PADRE.—Era mi hija... Estaba paralítica desde la niñez. Tendida siempre en una hamaca. Nada se movía en su cuerpo; sólo los ojos... y aquella voz de música, que era una vida entera. Yo le leía los poemas de Tennyson; ella me escuchaba mirándome. Y hablábamos a veces... muy poco, muy bajito, pero bastante para los dos. Hasta que un día yo empecé a sentirme enfermo. No podía engañarme; era uno de esos males lentos y seguros, que no perdonan. Entonces sólo sentí el terror de dejarla sola. ¡Pobre carne quieta! ¿Qué iba a ser su vida sin mí? No pude resignarme a esta idea. Tenía a mi alcance la morfina... Y la fui durmiendo suavemente..., sin dolor... hasta que no despertó más. ¿Comprenden ustedes? Era mi hija y mi vida. La he matado yo mismo. ¡Y yo estoy todavía aquí! Estoy sintiendo con espanto que mi mal se aleja, que acabaré por curarme... Y no tengo fuerzas para acabar conmigo... ¡Cobarde..., cobarde!

(Cae desfallecido en un asiento. Pausa. El Doctor aprieta angustiado las manos de Chole.)

DOCTOR.—Sí, la vida es un deber. Pero es, a veces, un deber bien penoso.

CHOLE (Llama en voz alta).—¡Alicia!

PADRE (Sobresaltado).—¡Alicia! ¿Quién se llama aquí Alicia?

CHOLE.—Es nuestra enfermera.

PADRE.—...También ella se llamaba Alicia.

(Entra Alicia. Trae un libro bajo el brazo. El Padre avanza lento hacia ella, mirándola con una intensa emoción.)

PADRE.—Es... extraordinario..., cómo se parecen... Los mismos ojos; pero en «ella» más tristes.

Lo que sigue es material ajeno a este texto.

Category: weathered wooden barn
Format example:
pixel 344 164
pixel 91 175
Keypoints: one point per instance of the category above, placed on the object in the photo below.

Permítame... Las mismas manos. (Amargo, como si fuera una injusticia.) Pero éstas están sanas, calientes... ¿Y la voz? ¿Quiere usted decir algo, señorita?

ALICIA (Sin saber qué decir, sonriendo).—Gracias...

PADRE.—Ah..., no... La voz, no. Perdone; tiene usted una voz muy agradable. Pero ella..., cuando ella decía «gracias», todo callaba alrededor. ¿Qué leía usted?... Versos... ¿Conoce los poemas de Tennyson? Si no le molesta, yo se los leeré en voz alta. ¿Puede ser, doctor?... En el jardín, ¿quiere? Usted tendida en una hamaca, quieta; yo a su lado... ¿Me permite que la trate de tú?

ALICIA.—Se lo agradezco.

PADRE.—No..., míreme, si quiere... Pero hablar, no... No digas nada... Alicia.